Most of our membership is probably glad to see the illegal residential use of the South Spit of Humboldt Bay coming to an end. The County Health Officer has declared it a health emergency due to unsanitary and substandard conditions. The controversy and angst caused by the decision to correct this coastal plan violation on the South Spit, though, appears to have overshadowed the real problem, of which the South Spit situation is but a symptom.
Why did the South Spit situation develop in the first place? Who or what is responsible for the regulation of the use of private property in Humboldt County? The answer to that rhetorical question is; "the Planning Department," of course.
The root cause of the development of the rural ghetto on the South Spit was the refusal of the Humboldt Planning Department to enforce its own plan with regard to the allowable uses of private coastal land. As with so many other cases, inappropriate land use resulted in a secondary problem that becomes a bigger problem to be handed off to another agency. One of the excuses offered for non-action was that the landowner, Pacific Lumber Company, could not cope with the situation without county assistance.

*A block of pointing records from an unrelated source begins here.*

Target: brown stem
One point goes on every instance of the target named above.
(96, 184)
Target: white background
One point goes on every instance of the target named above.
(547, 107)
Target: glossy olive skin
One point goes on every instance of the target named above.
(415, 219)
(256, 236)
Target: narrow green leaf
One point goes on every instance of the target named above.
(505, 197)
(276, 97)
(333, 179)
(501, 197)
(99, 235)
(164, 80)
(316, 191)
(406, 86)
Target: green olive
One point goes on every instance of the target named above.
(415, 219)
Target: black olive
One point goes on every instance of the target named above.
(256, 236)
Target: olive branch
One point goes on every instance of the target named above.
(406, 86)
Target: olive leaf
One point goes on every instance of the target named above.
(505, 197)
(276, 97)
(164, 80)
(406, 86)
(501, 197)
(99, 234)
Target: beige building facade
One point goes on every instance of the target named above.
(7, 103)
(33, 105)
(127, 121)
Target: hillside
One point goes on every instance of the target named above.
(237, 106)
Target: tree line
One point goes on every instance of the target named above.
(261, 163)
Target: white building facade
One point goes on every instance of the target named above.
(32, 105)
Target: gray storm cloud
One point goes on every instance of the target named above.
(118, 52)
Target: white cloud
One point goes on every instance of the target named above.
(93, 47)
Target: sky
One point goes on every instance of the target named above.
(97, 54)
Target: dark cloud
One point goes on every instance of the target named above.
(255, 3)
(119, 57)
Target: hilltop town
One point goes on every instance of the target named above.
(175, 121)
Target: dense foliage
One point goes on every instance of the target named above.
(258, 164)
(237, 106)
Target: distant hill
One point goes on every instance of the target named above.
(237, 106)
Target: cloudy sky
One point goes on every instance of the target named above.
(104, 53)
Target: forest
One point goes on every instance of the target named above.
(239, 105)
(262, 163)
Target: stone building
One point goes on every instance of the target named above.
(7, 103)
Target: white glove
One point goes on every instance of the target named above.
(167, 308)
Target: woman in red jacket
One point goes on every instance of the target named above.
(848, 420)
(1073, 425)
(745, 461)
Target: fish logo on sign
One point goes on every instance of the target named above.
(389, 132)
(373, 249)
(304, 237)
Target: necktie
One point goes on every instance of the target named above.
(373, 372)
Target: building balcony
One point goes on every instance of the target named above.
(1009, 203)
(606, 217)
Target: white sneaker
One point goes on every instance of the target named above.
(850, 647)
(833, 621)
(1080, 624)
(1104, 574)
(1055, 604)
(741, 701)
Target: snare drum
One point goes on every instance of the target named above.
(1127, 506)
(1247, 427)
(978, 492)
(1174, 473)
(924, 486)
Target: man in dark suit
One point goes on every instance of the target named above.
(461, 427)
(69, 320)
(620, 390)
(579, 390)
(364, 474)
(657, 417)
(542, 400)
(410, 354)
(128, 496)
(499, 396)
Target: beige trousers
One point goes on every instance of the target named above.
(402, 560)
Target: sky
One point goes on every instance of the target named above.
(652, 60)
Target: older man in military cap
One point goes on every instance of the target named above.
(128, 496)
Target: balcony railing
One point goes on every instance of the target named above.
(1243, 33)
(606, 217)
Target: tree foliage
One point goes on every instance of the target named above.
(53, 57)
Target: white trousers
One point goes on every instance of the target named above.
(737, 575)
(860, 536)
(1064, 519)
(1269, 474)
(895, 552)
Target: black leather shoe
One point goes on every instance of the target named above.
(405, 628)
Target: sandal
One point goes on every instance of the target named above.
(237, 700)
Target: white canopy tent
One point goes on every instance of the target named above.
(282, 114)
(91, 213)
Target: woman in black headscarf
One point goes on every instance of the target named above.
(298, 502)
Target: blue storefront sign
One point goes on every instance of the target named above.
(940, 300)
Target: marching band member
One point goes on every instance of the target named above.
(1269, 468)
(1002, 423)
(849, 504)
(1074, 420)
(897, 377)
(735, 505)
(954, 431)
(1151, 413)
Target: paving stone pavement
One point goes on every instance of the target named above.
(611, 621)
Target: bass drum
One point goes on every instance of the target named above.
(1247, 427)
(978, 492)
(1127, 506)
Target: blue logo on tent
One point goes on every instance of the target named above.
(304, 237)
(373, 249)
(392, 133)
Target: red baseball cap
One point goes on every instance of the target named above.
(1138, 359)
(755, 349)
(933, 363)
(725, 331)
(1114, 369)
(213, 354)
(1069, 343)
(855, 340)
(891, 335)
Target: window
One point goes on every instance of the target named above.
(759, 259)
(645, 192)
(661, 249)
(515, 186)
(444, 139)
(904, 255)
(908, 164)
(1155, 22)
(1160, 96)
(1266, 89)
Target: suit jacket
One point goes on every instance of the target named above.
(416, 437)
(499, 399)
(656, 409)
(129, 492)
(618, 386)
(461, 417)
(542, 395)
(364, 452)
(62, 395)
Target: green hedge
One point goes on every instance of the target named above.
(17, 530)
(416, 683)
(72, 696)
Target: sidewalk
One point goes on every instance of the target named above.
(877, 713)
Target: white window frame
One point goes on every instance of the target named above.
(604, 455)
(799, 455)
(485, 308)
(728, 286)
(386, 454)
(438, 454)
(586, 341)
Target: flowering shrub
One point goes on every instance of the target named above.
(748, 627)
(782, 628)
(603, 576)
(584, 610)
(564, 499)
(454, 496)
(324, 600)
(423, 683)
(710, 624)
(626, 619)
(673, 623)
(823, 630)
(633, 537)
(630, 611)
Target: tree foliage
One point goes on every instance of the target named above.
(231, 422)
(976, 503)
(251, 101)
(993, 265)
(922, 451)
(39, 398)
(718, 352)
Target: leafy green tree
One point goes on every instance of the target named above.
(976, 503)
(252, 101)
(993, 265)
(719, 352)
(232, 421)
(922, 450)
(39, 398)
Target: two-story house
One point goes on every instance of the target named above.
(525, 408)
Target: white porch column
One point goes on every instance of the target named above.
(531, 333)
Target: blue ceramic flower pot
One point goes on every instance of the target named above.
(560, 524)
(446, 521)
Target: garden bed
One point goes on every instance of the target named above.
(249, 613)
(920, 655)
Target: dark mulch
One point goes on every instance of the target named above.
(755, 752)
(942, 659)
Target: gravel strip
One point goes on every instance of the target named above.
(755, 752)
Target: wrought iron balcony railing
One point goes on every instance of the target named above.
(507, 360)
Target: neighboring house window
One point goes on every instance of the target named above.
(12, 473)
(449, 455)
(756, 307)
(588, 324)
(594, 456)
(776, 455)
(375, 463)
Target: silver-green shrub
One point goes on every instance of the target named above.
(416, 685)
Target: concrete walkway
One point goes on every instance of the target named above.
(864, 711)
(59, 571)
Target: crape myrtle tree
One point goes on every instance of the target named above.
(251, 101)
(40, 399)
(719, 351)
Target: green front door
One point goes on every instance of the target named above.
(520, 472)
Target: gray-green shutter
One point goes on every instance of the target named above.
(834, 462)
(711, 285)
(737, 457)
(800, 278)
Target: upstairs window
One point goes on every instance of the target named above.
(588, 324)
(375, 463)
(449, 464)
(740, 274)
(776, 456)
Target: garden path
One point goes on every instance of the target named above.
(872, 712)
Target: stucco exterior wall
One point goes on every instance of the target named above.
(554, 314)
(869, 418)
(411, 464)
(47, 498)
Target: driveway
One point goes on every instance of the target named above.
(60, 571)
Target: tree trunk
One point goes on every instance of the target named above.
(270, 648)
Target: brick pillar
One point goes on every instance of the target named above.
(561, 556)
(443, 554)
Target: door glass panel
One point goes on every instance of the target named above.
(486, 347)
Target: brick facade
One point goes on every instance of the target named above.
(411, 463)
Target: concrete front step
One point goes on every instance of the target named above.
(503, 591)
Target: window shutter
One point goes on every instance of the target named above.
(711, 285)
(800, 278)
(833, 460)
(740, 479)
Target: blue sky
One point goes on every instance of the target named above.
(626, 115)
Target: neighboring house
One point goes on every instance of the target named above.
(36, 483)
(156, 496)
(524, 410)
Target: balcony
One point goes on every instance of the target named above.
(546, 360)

A similar, but smaller situation on private property adjacent to Clam Beach was remedied quickly by civil action. This property owner was an individual and the illegal campers were in the public eye rather than out of sight and out of the loop.
What will it take to make our county Planning Department more than plan compliance and development permit facilitation agency? Our constant vigilance and activism!
It will take a lot of work to make the enforcement of planning regulations pro-active and even handed, instead of politically motivated and reactionary.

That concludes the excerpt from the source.